Menteri Pemberdayaan Perempuan dan Perlindungan Anak (PPPA), I Gusti Ayu Bintang Darmawati menjelaskan poin penting dalam Rancangan Undang-Undang Perlindungan Pekerja Rumah Tangga (RUU PPRT). Bintang menyebut, RUU PPRT mengatur perlindungan yang komprehensif bagi para pekerja rumah tangga.
"Adalah perlindungan, perlindungan ini komprehensif tidak hanya diskriminasi, kekerasan," kata Bintang dalam jumpa pers di Istana Merdeka, Jakarta Pusat, Rabu (18/1).
Selain itu, upah bagi para pekerja rumah tangga juga diatur dalam RUU PPRT itu. Dia mengatakan, RUU ini memberi pengakuan bagi pekerja rumah tangga.
"Di sini akan menjadi amat penting kalau melihat RUU PPRT ini tidak hanya kita berfokus perlindungan kepada pekerja rumah tangga saja, bagaimana juga pengaturan pemberi kerja, majikan, demikian juga penyalur pekerja ini," tuturnya.
Sementara itu, Menteri Ketenagakerjaan Ida Fauziyah mengatakan, jaminan sosial juga diatur dalam RUU PPRT. Seperti jaminan sosial kesehatan maupun ketenagakerjaan.

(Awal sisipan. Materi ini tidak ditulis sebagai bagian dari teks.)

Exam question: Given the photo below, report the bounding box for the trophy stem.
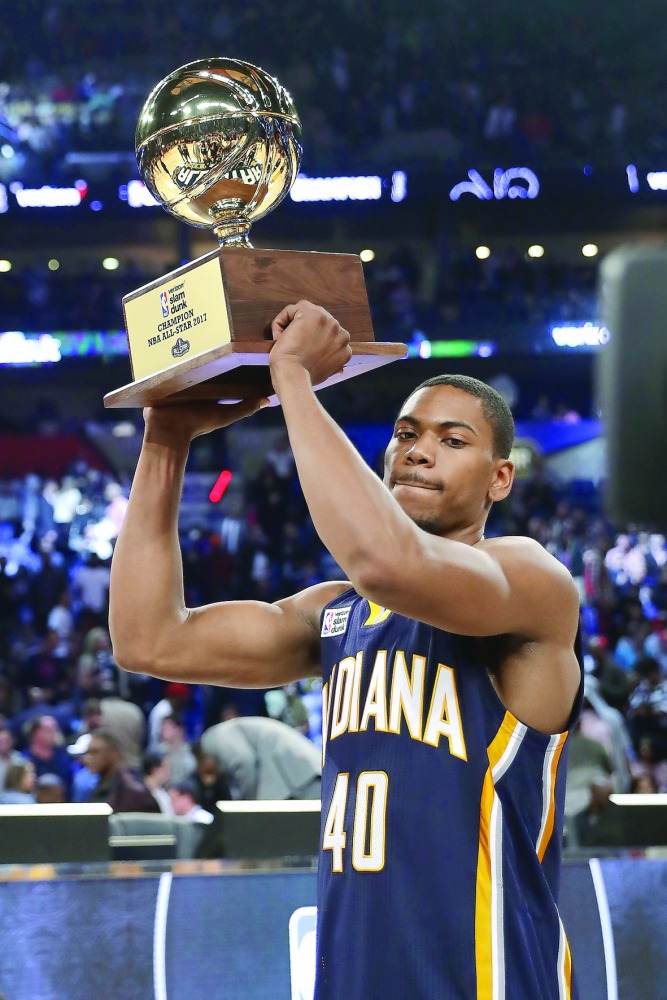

"Itu termasuk dalam yang diatur dalam RUU PPRT ini, perlindungan dan jaminan sosial, baik kesehatan dan jaminan sosial ketenagakerjaan," ucapnya.
Sebelumnya, Presiden Joko Widodo (Jokowi) berupaya agar rancangan undang-undang tentang perlindungan pekerja rumah tangga (RUU PPRT) segera disahkan menjadi undang-undang. Jokowi berkomitmen memberikan perlindungan terhadap pekerja rumah tangga.
"Saya dan pemerintah berkomitmen dan berupaya keras untuk memberikan perlindungan terhadap pekerja rumah tangga," kata Jokowi dilihat dari tayangan Youtube Sekretariat Presiden, Rabu (18/1).
"Saya berharap UU PPRT bisa segera ditetapkan dan memberikan perlindungan yg lebih baik bagi pekerja rumah tangga dan kepada pemberi kerja, serta kepada penyalur kerja," sambungnya.
Jokowi menuturkan, jumlah pekerja rumah tangga di Indonesia diperkirakan mencapai 4 juta jiwa dan rentan kehilangan hak-haknya sebagai pekerja. Kata dia, sudah lebih dari 19 tahun RUU PPRT belum disahkan.
"Hukum ketenagakerjaan di Indonesia saat ini tidak secara khusus dan tegas mengatur tentang pekerja rumah tangga," ucapnya.
Kepala negara menjelaskan, RUU PPRT sudah masuk dalam daftar RUU prioritas di tahun 2023 dan akan menjadi inisiatif DPR. Dia pun memerintahkan menteri terkait untuk segera berkonsultasi dengan DPR.
"Untuk mempercepat penetapan UU PPRT ini, saya perintahkan kepada menteri hukum dan ham dan menteri ketenagakerjaan untuk segera melakukan koordinasi dan konsultasi dengan DPR dan dengan semua stake holder," pungkasnya.